昨日学校に迎えに行ったら、お嬢がランチボックスが見つからないと半泣きで探していた。

お嬢の学校のランチは、基本的に各教室の前にあるランチテーブルで食べ、その間教室はクローズされるので、ランチボックスはそのままテーブルに置いて外で遊び、チャイムが鳴り教室に入る時にそれぞれ持って入ることになる。
ところが昨日、外遊びから戻ってみると、お嬢のランチボックスだけがなくなっていたらしい。そのまま午後の授業のため探せなかったので、放課後になってからあちこち見ていたという。

担任の先生や周りのお母さん達も手伝ってくれたが全く見つからず、勿論忘れ物ボックスの中にもなく。
「きっと似たようなのを持っている子が間違えて持って帰ってしまったのよ」
「今頃はその子も気づいているはず」
「月曜にはその子が持ってくるかもしれないわ」
「月曜まで待ちましょう……」
そう言いながら、どのお母さんも私に向かってこっそりウィンクする。皆、心の中では同じことを予感しているのだろうなあと、ひっそりと私も頷き返して。

可愛らしく、且つ機能的なお弁当箱。袋や箸箱などの付属品。これも実はなかなかに日本が誇ってよい文化であると考える。こちらではタッパーがグレードアップした形がせいぜいで。これは日本の食文化だからこそ進化したものだとしみじみ思う。

こちらの学校の給食はピザやホットドッグ、ハンバーガーやブリトーなどがメインで、それに野菜スティックやアップルソースなどでビタミンを補う。こういった類の食事が苦手なお嬢は、プリスクールの頃からお弁当を持参。
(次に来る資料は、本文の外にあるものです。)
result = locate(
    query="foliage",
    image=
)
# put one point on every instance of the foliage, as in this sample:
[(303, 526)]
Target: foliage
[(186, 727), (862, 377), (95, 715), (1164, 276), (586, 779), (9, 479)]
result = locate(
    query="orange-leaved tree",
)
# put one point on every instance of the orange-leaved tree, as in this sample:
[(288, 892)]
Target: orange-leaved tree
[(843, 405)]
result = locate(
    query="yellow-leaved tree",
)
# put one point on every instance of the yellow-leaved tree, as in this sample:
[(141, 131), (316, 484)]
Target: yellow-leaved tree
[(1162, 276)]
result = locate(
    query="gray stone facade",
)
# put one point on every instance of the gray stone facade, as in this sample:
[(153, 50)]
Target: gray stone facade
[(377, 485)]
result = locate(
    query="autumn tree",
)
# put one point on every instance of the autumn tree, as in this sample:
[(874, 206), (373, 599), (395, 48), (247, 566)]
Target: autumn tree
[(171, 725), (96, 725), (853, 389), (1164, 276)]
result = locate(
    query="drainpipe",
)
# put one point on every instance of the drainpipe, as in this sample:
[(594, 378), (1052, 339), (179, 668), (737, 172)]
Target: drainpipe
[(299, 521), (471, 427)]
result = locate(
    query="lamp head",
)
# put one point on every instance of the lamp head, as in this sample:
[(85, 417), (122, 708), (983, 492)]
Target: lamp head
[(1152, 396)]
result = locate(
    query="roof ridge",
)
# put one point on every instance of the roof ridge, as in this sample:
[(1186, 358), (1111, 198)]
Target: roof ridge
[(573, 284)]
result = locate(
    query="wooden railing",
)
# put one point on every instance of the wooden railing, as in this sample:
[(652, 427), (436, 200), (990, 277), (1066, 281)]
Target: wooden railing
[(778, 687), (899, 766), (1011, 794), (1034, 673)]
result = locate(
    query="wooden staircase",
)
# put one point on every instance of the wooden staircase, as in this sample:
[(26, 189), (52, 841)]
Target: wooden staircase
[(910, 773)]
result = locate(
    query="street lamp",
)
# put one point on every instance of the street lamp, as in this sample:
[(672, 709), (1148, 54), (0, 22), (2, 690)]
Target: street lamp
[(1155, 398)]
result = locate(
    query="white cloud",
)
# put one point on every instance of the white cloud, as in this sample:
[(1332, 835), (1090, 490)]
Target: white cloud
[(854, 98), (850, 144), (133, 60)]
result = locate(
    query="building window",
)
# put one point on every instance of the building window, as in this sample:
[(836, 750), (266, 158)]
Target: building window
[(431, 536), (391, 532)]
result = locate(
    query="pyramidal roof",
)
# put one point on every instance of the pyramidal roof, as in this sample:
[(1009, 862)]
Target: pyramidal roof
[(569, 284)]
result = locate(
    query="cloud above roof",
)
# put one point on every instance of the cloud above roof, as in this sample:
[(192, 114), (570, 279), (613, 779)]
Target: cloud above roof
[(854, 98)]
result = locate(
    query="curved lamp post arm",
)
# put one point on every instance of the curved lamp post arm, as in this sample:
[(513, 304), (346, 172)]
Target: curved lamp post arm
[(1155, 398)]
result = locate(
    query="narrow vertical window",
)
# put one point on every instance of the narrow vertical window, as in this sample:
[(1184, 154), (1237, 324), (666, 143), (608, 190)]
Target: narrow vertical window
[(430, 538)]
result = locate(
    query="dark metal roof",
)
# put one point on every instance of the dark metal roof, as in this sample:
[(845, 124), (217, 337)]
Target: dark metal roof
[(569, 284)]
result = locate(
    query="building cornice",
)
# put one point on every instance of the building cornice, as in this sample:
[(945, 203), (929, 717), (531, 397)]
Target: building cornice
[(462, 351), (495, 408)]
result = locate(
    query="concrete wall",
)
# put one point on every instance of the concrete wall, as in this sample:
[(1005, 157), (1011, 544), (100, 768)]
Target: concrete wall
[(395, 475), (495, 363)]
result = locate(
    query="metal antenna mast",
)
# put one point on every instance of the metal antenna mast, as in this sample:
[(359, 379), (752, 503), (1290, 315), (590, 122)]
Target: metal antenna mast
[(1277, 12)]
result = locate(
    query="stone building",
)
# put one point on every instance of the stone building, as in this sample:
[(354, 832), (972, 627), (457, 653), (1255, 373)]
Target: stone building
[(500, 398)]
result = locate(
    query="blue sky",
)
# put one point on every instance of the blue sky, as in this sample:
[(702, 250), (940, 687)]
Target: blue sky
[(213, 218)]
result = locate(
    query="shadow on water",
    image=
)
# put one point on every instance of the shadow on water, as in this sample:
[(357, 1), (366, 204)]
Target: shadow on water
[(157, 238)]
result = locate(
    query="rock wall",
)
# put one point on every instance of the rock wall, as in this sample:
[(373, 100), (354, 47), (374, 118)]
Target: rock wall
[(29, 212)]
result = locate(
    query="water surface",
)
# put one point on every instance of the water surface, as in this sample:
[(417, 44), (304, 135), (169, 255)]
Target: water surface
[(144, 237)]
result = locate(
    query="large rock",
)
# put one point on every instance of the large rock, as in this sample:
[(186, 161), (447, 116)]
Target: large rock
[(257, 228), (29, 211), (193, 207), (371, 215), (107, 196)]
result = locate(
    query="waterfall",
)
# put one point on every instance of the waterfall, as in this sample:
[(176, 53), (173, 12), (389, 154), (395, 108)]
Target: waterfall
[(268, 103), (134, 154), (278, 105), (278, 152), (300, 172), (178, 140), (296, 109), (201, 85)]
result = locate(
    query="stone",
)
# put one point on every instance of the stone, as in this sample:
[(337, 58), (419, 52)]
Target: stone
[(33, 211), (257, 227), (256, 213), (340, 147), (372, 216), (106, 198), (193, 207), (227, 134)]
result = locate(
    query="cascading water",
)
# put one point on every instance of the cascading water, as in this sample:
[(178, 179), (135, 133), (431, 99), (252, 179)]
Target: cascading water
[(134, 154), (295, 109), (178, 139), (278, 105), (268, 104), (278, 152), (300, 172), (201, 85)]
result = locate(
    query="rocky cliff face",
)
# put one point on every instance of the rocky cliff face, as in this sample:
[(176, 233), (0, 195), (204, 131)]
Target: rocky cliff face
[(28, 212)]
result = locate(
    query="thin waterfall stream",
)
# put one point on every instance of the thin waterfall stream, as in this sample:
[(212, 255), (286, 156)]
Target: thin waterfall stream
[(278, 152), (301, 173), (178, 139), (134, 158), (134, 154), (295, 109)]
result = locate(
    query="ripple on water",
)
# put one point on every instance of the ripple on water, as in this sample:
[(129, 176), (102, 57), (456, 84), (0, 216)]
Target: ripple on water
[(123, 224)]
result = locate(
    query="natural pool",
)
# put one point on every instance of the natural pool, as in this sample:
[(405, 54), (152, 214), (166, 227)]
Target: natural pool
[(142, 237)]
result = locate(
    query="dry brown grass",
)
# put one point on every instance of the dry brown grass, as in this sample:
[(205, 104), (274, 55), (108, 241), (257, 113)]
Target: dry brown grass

補修校が始まってからは、週6日お弁当の毎日だ。
朝が超苦手な私は思いっきり文句を言ってるが、それでも日本の学校でないので、タコさんウィンナーやキャラクター御飯などの工夫を全く凝らすことなく、ただ夕食の残りを詰めたりするだけという、私の最低のお弁当展なるものがあれば参加できそうなものを日々用意している。
当然そのようなお弁当には日本の弁当箱がベストであるので、日本に行っては色々と探し、私がOL時代などに使っていた弁当箱も持ってきて、結構な数がそろってる。ただしいつまでも昼食の量が増えない彼女には、まだまだ二段弁当箱は出番がない。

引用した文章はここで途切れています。